One possible solution:

void donothing {}
...
// Give it 5 seconds to resolve, 
// otherwise continue into the code
signal(SIGALRM, donothing);
alarm(5); // sets an alarm for the parent process, wakes
          // up parent process and delivers a signal
if(waitpid(p, &status, 0) < 0 && errno == EINTR) 
{
    // alarm went off
    kill(p, SIGINT); 
    // sends a hint to child process to finish up
    waitpid(p, &status, 0);
}

If you’re in the middle of a system call and gets interrupted, it will resolve that process and then send a special error number EINTR, which we can then handle and choose what to do with it

If date.c has some way to counter kill with its own signal handler
```
void donothing {}
...
// In date.c
signal(SIGINT, donothing);
```
You can change kill(p, SIGINT) to
```
kill(p, SIGKILL);
```
If you send SIGKILL, there is no way to ignore or escape the kill signal, process will die

Data Structure for Processes: Process Table

How does this table work? When the kernel wants to resume some process, it uses a special machine instruction: reti (return from interrupt)
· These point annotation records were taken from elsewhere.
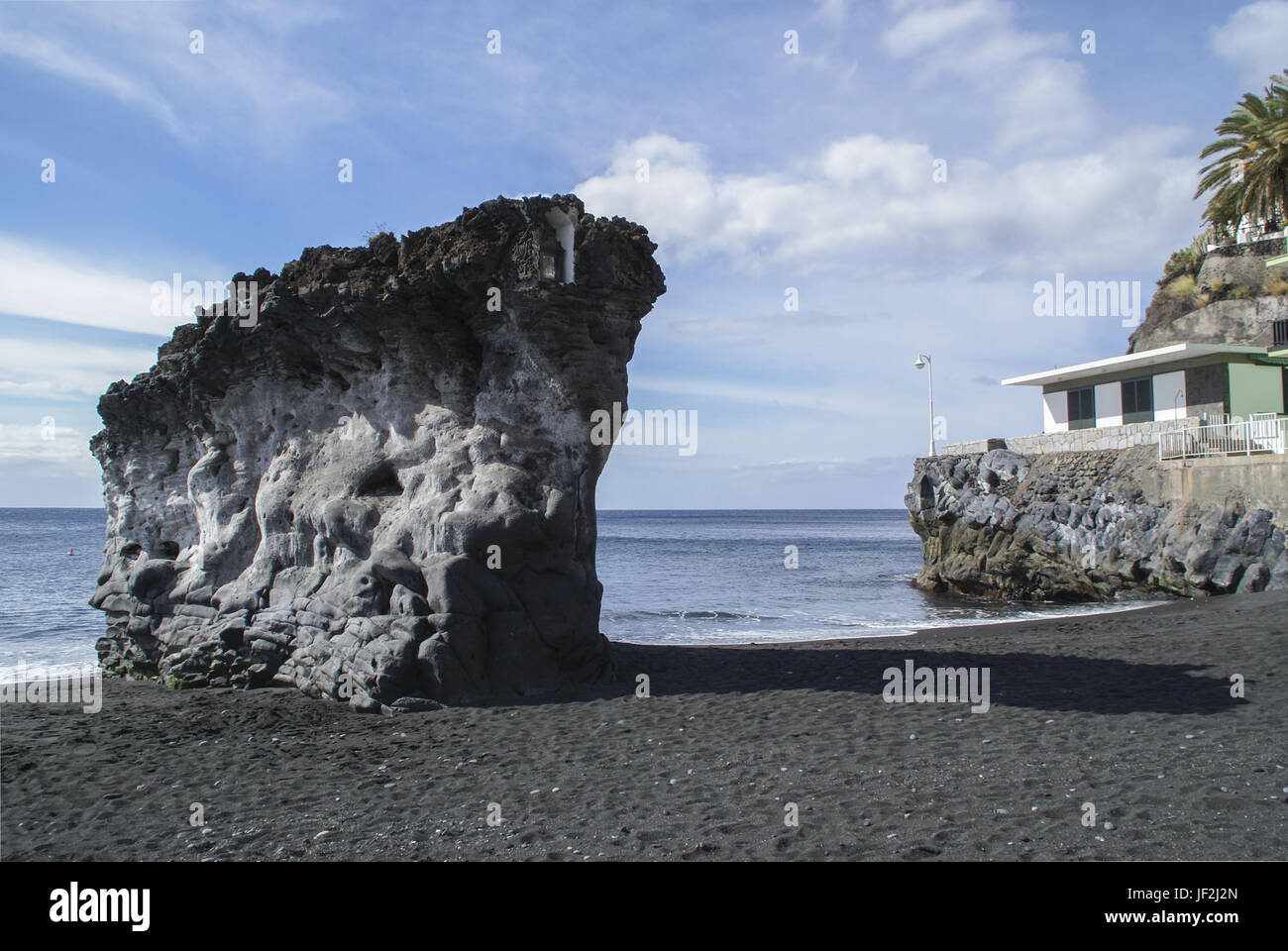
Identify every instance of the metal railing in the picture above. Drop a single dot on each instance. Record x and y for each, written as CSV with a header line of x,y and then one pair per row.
x,y
1263,432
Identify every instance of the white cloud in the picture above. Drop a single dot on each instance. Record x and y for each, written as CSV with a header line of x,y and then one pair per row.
x,y
1037,97
1098,209
80,67
44,442
1254,40
55,370
56,285
245,82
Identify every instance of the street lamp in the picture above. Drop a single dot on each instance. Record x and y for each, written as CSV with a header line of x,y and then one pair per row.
x,y
922,363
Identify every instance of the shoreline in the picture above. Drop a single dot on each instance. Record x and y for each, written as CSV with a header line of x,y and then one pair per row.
x,y
1128,710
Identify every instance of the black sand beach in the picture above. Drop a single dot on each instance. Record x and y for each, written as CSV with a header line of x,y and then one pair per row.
x,y
1128,711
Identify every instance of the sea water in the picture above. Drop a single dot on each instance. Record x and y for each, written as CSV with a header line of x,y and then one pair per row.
x,y
679,578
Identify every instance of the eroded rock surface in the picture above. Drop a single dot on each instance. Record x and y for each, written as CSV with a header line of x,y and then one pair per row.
x,y
1083,526
384,489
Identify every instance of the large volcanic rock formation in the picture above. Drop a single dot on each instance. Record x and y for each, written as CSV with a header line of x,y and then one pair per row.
x,y
381,487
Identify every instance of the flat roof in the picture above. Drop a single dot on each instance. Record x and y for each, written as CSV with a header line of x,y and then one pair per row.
x,y
1131,361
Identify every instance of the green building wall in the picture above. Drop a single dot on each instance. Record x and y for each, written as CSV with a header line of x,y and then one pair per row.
x,y
1254,388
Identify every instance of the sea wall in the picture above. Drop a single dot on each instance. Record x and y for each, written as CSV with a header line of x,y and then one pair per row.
x,y
380,486
1074,440
1093,526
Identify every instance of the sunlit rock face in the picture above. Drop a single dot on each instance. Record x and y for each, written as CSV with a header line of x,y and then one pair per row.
x,y
381,486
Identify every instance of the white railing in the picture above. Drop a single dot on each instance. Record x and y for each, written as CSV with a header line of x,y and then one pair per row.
x,y
1263,432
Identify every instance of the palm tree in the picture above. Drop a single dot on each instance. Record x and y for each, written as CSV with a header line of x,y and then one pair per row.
x,y
1250,178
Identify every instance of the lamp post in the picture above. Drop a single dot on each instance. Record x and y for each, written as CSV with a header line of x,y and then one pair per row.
x,y
923,363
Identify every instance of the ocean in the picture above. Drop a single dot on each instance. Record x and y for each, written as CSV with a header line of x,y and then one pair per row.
x,y
678,578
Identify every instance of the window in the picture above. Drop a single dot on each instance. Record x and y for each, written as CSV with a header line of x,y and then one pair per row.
x,y
1082,409
1138,399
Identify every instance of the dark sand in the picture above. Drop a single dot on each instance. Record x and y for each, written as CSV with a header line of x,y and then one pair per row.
x,y
1131,711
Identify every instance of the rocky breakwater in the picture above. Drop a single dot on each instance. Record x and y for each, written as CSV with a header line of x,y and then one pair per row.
x,y
380,487
1083,526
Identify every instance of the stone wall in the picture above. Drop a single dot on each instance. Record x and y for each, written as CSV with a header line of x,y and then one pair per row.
x,y
1091,526
1073,441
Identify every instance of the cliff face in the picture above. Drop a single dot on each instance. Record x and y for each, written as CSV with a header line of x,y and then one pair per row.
x,y
384,489
1228,302
1085,526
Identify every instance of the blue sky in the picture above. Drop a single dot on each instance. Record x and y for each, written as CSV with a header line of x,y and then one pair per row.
x,y
767,170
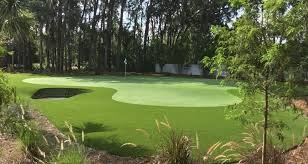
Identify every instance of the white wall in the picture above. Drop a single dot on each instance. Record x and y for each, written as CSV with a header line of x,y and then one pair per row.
x,y
192,69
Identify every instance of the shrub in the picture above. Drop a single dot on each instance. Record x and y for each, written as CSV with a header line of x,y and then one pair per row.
x,y
6,92
176,149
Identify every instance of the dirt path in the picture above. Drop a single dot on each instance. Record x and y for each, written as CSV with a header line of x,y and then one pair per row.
x,y
11,151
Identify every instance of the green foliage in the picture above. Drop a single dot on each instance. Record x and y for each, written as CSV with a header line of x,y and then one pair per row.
x,y
176,149
6,91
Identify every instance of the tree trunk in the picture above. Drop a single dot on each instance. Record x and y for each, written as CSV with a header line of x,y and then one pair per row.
x,y
41,47
146,31
265,126
123,5
109,33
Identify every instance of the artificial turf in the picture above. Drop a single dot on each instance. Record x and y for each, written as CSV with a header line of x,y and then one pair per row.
x,y
110,121
155,91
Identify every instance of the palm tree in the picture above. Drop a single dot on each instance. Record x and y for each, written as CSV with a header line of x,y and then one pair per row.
x,y
14,21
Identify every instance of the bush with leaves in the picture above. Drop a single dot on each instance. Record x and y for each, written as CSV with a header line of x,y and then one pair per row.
x,y
6,91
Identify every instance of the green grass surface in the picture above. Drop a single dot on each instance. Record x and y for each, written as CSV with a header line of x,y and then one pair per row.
x,y
109,121
159,91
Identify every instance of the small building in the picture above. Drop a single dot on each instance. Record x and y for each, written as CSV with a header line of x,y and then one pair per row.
x,y
191,69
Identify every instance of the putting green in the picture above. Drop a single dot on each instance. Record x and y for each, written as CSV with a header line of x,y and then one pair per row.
x,y
155,91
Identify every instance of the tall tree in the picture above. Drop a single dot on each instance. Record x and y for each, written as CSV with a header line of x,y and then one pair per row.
x,y
253,53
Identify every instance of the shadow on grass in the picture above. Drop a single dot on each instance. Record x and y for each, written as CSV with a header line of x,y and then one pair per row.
x,y
90,127
112,145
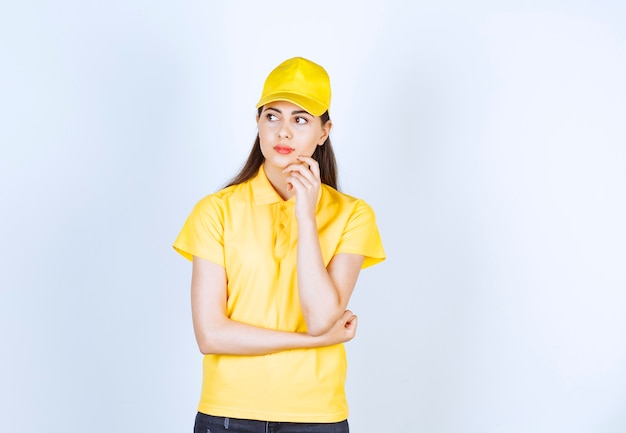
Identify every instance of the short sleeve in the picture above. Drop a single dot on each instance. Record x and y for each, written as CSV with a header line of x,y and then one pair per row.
x,y
202,234
361,235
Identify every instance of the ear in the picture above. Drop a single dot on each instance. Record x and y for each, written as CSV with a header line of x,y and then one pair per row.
x,y
325,132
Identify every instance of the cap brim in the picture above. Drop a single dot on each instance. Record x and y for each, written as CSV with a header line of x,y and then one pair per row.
x,y
311,106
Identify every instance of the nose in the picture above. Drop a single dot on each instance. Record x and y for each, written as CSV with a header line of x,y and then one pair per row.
x,y
284,131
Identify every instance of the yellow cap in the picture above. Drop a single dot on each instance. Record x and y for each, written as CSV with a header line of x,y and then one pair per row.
x,y
301,82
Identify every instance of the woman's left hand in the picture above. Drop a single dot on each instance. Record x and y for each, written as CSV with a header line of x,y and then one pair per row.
x,y
304,179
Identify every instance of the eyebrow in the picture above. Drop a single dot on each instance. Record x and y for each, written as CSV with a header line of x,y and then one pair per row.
x,y
293,113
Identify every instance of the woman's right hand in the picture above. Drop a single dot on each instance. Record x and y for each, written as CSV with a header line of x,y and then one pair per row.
x,y
342,331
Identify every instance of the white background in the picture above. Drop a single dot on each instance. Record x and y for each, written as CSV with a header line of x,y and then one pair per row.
x,y
490,138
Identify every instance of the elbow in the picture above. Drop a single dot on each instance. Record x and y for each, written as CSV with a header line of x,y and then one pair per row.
x,y
209,346
319,328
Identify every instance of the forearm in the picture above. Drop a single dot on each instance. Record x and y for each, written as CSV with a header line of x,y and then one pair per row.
x,y
319,298
224,336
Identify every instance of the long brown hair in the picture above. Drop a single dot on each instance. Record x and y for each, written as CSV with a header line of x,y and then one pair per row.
x,y
324,155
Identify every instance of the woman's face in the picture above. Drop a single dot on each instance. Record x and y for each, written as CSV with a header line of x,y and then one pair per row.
x,y
286,131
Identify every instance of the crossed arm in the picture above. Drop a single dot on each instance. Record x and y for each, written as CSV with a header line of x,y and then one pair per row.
x,y
216,333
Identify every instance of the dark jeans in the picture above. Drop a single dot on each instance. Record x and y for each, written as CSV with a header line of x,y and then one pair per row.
x,y
217,424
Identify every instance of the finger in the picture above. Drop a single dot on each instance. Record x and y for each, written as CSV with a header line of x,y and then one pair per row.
x,y
313,165
304,170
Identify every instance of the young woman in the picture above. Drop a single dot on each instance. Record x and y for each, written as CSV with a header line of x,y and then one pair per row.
x,y
276,256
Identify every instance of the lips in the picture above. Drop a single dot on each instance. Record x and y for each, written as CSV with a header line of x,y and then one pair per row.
x,y
283,150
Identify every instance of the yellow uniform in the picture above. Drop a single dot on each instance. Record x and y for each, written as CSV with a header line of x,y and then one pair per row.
x,y
252,232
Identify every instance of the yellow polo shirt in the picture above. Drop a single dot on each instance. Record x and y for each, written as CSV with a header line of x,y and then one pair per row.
x,y
252,232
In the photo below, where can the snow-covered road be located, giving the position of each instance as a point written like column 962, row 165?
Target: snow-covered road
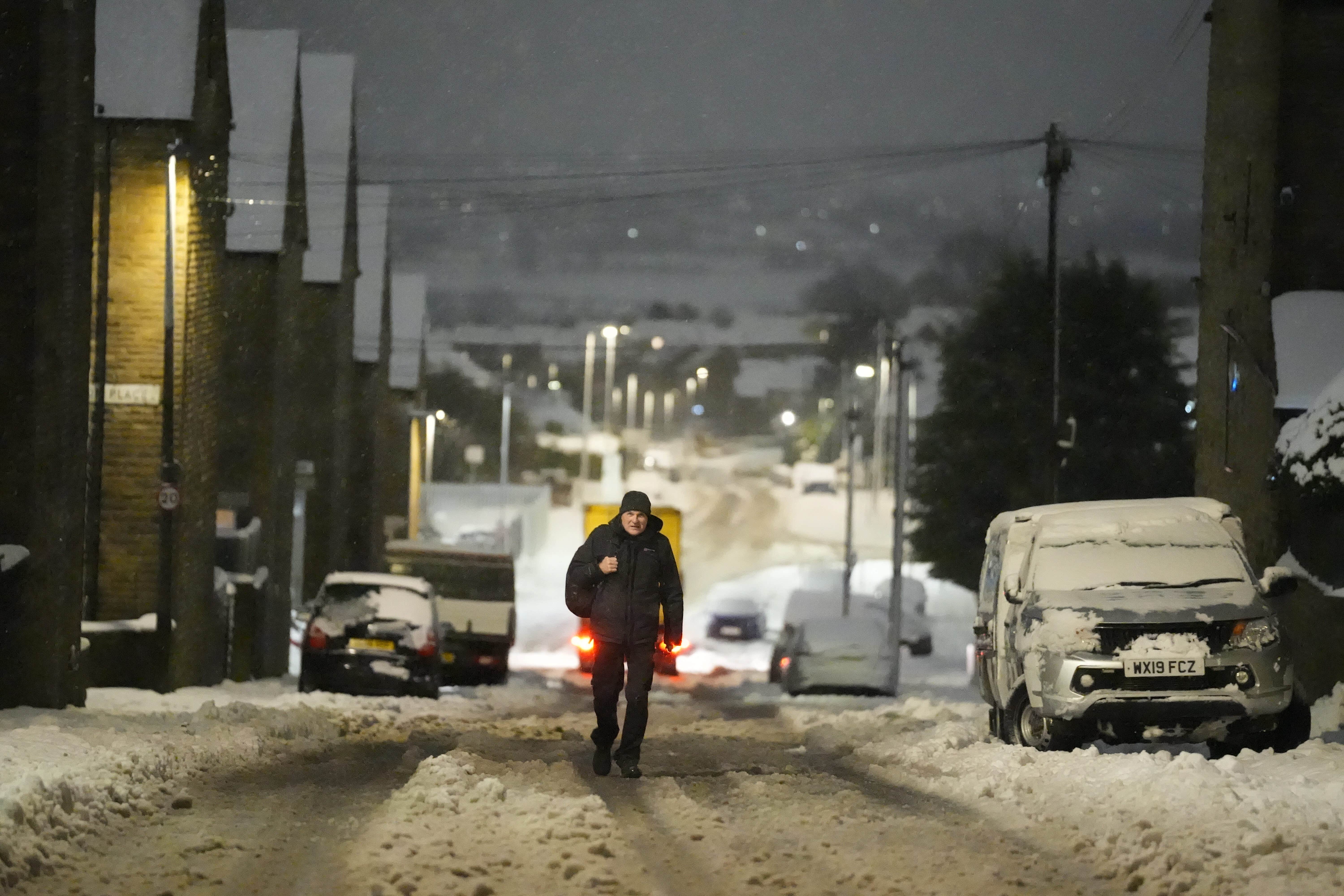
column 490, row 792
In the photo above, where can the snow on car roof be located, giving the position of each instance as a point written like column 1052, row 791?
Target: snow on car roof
column 146, row 58
column 1308, row 335
column 381, row 579
column 736, row 606
column 1306, row 443
column 1138, row 508
column 329, row 82
column 408, row 331
column 373, row 257
column 263, row 76
column 1161, row 526
column 843, row 632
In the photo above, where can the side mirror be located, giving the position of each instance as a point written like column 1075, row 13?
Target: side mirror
column 1279, row 582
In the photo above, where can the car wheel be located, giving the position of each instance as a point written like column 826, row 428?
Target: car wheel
column 1029, row 729
column 1295, row 726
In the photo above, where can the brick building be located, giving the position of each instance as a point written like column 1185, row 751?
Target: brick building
column 46, row 193
column 325, row 375
column 267, row 240
column 162, row 78
column 369, row 450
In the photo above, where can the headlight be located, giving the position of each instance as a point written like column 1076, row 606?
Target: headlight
column 1255, row 633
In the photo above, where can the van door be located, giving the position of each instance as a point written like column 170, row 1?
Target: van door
column 1007, row 663
column 990, row 575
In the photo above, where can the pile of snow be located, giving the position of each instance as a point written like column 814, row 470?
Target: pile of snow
column 1167, row 644
column 533, row 827
column 1062, row 631
column 1312, row 447
column 1154, row 821
column 68, row 774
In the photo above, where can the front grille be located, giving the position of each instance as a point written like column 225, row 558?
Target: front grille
column 1116, row 680
column 1118, row 637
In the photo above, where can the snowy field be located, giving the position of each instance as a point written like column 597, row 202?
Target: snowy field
column 259, row 789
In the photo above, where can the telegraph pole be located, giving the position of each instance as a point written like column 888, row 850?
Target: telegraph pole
column 1060, row 159
column 900, row 457
column 589, row 358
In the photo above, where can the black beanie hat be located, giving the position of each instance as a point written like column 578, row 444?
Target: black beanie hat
column 636, row 502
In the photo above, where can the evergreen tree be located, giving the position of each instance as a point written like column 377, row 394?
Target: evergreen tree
column 991, row 447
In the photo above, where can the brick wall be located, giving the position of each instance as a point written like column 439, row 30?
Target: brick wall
column 46, row 168
column 128, row 520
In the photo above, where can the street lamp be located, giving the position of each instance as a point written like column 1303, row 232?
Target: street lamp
column 610, row 334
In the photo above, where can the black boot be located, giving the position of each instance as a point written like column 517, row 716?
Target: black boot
column 601, row 761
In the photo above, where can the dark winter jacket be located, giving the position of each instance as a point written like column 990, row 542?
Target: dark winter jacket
column 626, row 604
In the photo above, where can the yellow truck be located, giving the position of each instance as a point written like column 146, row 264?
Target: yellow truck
column 595, row 515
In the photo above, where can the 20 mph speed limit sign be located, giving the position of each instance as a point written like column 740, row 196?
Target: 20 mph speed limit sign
column 169, row 496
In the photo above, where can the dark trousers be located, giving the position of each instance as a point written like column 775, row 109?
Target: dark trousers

If we have ten processes on a single core machine, we have 10 filled rows in the process table. What if a process is currently running? Many of the entries in a currently running process are unknown because they are being updated as the process is running. The process table is an important part of how virtualization works.

Orthogonality: Files

The API for Files

int open(char const* filename, int flags, … )
- Returns file descriptor: a nonnegative integer
- The open function is a handle that creates a file descriptor
int close(int fd);
- You can close whatever file you want
- Returns -1 if the file doesn’t exist
- The process and file analogy - fork:exit :: open:close
int dup(int fd);
- Create another file descriptor that points at the same place
int dup2(int oldfd, int newfd);
- Copies oldfd into newfd

For security and virtualization reasons, every process has their own set of file descriptors, and nobody else can see your file descriptor list.

Does fork clone file descriptors? Yes! This is an example of how our ideal situation of orthogonality does not work entirely, since file descriptors and processes interact in the process table.